Pemkab Indramayu Bentuk Gugus Tugas TPPO 2026–2030, Perkuat Pencegahan hingga Penanganan Korban

14 Juli 2026 | Juli 14, 2026 WIB Last Updated 2026-07-13T23:05:48Z
Indramayu – Pemerintah Kabupaten Indramayu menggelar Rapat Koordinasi (Rakor) Lintas Sektor untuk pembentukan dan penguatan Gugus Tugas Pencegahan dan Penanganan Tindak Pidana Perdagangan Orang (TPPO) Kabupaten Indramayu periode 2026–2030 di Aula DP2KB-P3A Kabupaten Indramayu.




Rakor tersebut bertujuan membangun komitmen bersama dan menyatukan langkah seluruh pemangku kepentingan dalam upaya pencegahan serta penanganan TPPO di Kabupaten Indramayu.



Plt. Kabid PHP DP2KB-P3A, Hj. Ernayanti, mengatakan pembentukan gugus tugas didasarkan pada sejumlah regulasi, di antaranya Undang-Undang Nomor 21 Tahun 2007 tentang Pemberantasan TPPO dan Peraturan Bupati Indramayu Nomor 86 Tahun 2022.



Melalui rakor ini, Pemerintah Kabupaten Indramayu sepakat membentuk Gugus Tugas TPPO yang dipimpin langsung oleh Sekretaris Daerah (Sekda), menyusun struktur organisasi, serta merumuskan rencana aksi strategis periode 2026–2030.



Kepala DP2KB-P3A Indramayu, Iman Sulaeman, mengungkapkan bahwa modus perdagangan orang terus berkembang.
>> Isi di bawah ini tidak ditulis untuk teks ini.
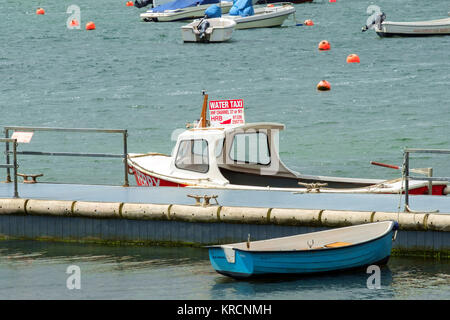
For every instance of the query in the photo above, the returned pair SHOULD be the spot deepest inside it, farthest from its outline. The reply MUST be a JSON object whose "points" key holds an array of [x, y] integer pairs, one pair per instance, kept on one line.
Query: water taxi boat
{"points": [[317, 252], [246, 157]]}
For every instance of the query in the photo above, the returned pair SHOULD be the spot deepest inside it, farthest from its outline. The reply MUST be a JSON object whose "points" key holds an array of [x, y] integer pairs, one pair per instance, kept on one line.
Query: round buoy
{"points": [[324, 85], [324, 45], [90, 26], [353, 58]]}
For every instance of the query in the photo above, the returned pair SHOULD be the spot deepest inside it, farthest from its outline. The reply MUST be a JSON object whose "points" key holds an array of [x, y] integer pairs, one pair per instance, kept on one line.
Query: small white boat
{"points": [[409, 29], [182, 10], [240, 156], [272, 15], [208, 30]]}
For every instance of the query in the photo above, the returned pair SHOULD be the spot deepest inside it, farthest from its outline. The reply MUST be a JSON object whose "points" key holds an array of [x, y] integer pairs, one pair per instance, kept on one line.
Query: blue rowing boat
{"points": [[323, 251]]}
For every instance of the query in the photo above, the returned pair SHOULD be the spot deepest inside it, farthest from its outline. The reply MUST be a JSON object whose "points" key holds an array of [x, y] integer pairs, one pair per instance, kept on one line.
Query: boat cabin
{"points": [[246, 154]]}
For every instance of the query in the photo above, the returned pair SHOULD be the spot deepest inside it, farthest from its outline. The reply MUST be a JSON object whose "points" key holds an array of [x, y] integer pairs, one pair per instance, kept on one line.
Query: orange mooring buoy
{"points": [[90, 26], [353, 58], [324, 85], [324, 45]]}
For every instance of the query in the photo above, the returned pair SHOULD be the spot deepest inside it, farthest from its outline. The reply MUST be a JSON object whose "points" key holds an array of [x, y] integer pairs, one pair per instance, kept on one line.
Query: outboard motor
{"points": [[142, 3], [378, 20]]}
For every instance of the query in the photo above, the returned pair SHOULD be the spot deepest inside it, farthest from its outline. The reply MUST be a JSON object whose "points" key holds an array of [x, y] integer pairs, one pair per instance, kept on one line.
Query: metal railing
{"points": [[71, 154], [10, 166], [406, 171]]}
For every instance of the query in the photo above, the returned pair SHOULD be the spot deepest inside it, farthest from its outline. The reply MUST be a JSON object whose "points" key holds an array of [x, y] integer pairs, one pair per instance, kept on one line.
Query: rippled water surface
{"points": [[36, 270], [141, 77]]}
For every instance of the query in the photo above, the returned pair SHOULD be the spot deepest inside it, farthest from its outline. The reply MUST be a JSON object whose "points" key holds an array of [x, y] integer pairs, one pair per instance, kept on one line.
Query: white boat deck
{"points": [[339, 237]]}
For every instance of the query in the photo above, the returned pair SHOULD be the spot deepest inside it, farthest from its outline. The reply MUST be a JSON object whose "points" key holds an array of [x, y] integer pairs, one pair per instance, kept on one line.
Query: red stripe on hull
{"points": [[145, 180]]}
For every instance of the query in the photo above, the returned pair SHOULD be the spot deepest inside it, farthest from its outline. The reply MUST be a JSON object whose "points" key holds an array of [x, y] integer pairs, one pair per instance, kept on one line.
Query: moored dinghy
{"points": [[182, 10], [212, 28], [384, 28], [323, 251], [248, 16]]}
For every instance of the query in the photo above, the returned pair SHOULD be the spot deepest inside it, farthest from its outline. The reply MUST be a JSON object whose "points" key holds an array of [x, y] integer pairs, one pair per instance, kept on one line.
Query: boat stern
{"points": [[228, 261]]}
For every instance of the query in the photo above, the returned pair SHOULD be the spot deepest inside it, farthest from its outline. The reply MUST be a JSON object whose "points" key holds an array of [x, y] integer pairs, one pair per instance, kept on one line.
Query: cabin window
{"points": [[193, 155], [251, 148], [219, 147]]}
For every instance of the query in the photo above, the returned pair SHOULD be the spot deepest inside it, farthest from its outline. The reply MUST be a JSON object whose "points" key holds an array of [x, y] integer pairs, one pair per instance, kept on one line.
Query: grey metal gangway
{"points": [[406, 170], [8, 166]]}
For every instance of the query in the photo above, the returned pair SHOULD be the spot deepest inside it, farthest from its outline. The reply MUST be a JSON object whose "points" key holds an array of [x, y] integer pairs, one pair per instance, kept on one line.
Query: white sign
{"points": [[226, 112]]}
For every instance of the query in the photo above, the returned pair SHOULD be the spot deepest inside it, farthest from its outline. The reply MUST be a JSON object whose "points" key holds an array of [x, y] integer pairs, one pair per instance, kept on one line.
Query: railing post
{"points": [[8, 171], [406, 169], [125, 158], [16, 193]]}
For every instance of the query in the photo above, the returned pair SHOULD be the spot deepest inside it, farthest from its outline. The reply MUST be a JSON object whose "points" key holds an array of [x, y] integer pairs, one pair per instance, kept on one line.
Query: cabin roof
{"points": [[214, 131]]}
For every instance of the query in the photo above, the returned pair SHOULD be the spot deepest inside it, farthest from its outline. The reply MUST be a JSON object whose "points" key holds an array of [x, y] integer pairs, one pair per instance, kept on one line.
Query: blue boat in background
{"points": [[182, 10], [323, 251]]}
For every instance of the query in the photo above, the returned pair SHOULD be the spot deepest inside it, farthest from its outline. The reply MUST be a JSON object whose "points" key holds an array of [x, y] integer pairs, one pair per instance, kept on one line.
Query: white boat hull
{"points": [[414, 29], [188, 13], [264, 17], [220, 30]]}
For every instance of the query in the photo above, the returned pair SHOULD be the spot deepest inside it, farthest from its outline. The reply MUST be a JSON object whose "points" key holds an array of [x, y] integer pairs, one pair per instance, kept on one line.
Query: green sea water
{"points": [[139, 76]]}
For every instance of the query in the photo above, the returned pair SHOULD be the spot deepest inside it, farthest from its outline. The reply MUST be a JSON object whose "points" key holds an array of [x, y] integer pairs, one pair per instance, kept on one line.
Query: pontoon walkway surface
{"points": [[241, 198], [142, 215]]}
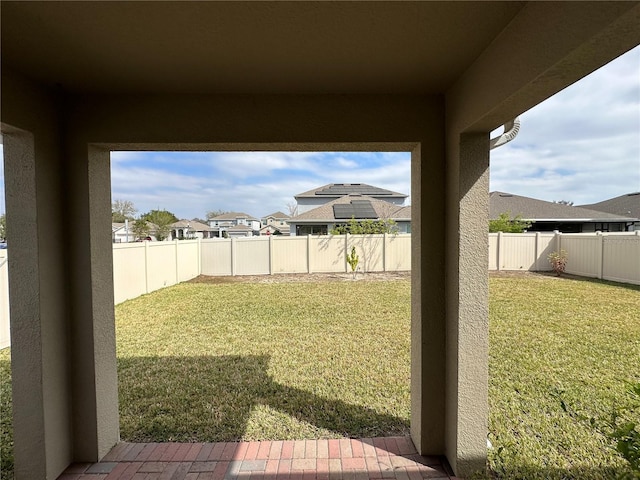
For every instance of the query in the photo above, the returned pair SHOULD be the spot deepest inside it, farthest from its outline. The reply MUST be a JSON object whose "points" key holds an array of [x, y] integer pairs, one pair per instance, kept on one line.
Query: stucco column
{"points": [[40, 376], [93, 350], [467, 333], [427, 300]]}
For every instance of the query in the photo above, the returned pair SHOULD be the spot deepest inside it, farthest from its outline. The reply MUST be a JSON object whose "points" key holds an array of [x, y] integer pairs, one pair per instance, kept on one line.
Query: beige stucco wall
{"points": [[35, 204]]}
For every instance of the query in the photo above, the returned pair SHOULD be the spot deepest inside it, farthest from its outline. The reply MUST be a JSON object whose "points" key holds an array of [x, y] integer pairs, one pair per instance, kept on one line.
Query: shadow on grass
{"points": [[211, 398], [577, 278], [517, 470], [6, 420]]}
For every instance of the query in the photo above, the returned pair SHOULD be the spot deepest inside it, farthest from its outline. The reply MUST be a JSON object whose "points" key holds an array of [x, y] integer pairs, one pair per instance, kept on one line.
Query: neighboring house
{"points": [[189, 229], [627, 205], [240, 231], [549, 216], [221, 225], [120, 233], [275, 223], [321, 220], [319, 196]]}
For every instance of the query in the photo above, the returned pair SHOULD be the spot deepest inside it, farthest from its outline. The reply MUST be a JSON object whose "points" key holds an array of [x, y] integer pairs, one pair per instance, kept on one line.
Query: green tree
{"points": [[162, 219], [505, 224], [365, 227], [122, 210]]}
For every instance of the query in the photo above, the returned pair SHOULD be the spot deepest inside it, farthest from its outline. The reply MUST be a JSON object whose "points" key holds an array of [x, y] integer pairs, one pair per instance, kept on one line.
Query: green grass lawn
{"points": [[237, 361]]}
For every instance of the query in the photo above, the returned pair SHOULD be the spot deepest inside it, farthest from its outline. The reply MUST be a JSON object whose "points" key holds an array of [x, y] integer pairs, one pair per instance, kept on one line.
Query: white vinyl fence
{"points": [[4, 300], [608, 256], [309, 254], [140, 268]]}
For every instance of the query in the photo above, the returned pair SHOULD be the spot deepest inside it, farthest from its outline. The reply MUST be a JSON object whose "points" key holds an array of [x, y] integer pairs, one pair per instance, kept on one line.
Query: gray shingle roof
{"points": [[193, 225], [333, 190], [533, 209], [626, 205], [325, 213], [279, 215], [233, 216]]}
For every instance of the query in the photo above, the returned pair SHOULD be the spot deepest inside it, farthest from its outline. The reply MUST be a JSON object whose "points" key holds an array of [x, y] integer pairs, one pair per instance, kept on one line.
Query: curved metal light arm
{"points": [[511, 130]]}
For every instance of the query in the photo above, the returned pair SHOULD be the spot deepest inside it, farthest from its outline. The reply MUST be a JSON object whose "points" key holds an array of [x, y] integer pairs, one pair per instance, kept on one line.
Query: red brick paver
{"points": [[333, 459]]}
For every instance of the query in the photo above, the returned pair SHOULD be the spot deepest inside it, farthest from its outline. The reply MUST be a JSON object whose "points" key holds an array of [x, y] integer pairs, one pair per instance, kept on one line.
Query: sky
{"points": [[581, 145]]}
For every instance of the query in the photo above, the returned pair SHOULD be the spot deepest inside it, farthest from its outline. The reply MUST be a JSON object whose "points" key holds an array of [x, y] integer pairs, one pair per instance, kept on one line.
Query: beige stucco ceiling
{"points": [[249, 47]]}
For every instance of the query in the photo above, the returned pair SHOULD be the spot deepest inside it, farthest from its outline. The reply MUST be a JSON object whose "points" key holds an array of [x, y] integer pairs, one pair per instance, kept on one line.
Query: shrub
{"points": [[558, 261]]}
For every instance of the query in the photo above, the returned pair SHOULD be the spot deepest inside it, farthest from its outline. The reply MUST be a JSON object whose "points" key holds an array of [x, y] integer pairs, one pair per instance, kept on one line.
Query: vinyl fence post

Salah satu yang kini menjadi perhatian adalah praktik "pengantin pesanan", yang sebelumnya dikenal sebagai kawin kontrak.

Menurutnya, berdasarkan temuan di lapangan, sejumlah korban perempuan yang dinikahi warga negara asing justru dieksploitasi sebagai asisten rumah tangga di luar negeri dengan mekanisme mahar yang dibayarkan secara bertahap.

Iman juga menyebut terdapat kasus yang lebih kompleks, di mana korban memanfaatkan situasi dengan melakukan pernikahan berulang dengan warga negara asing demi keuntungan materi hingga akhirnya berujung pada proses hukum.

Ia menilai sosialisasi yang selama ini dilakukan masih perlu diperkuat melalui keberadaan Gugus Tugas TPPO agar upaya pencegahan lebih efektif. Selain itu, ia mengajak masyarakat meningkatkan kepedulian terhadap lingkungan sekitar, mendorong korban untuk berani melapor, serta memperkuat ketahanan keluarga sebagai langkah pencegahan.

Dalam pemaparannya, Sub-Koordinator Perlindungan Hak Perempuan, Eddy Kusmayadi, menjelaskan bahwa TPPO merupakan kejahatan kemanusiaan yang melibatkan proses perekrutan, pengangkutan, penampungan, pengiriman, atau penerimaan seseorang melalui ancaman, kekerasan, penculikan, maupun bentuk pemaksaan lainnya.

Ia menyebut tingginya kasus TPPO dipengaruhi oleh berbagai faktor, seperti kemiskinan, minimnya lapangan pekerjaan, rendahnya pendidikan dan keterampilan, budaya migrasi, rendahnya kesadaran masyarakat, hingga adanya jaringan kriminal terorganisir.

Untuk mengatasi persoalan tersebut, Gugus Tugas TPPO akan menjalankan dua pilar utama, yaitu pencegahan dan penanganan. Upaya pencegahan meliputi edukasi kepada masyarakat, penguatan ekonomi keluarga, pengawasan agen tenaga kerja, kolaborasi lintas sektor, serta pemanfaatan teknologi informasi untuk pelaporan.

Sementara itu, penanganan difokuskan pada penyediaan layanan pelaporan, penegakan hukum terhadap pelaku, perlindungan dan pemulihan korban, pendampingan hukum, serta reintegrasi sosial dan pemberdayaan ekonomi bagi korban.

Pemerintah Kabupaten Indramayu berharap pembentukan Gugus Tugas TPPO yang dipimpin Sekretaris Daerah bersama unsur penegak hukum dan seluruh organisasi perangkat daerah dapat memperkuat sinergi lintas sektor sehingga mampu menekan dan memutus mata rantai perdagangan orang secara berkelanjutan.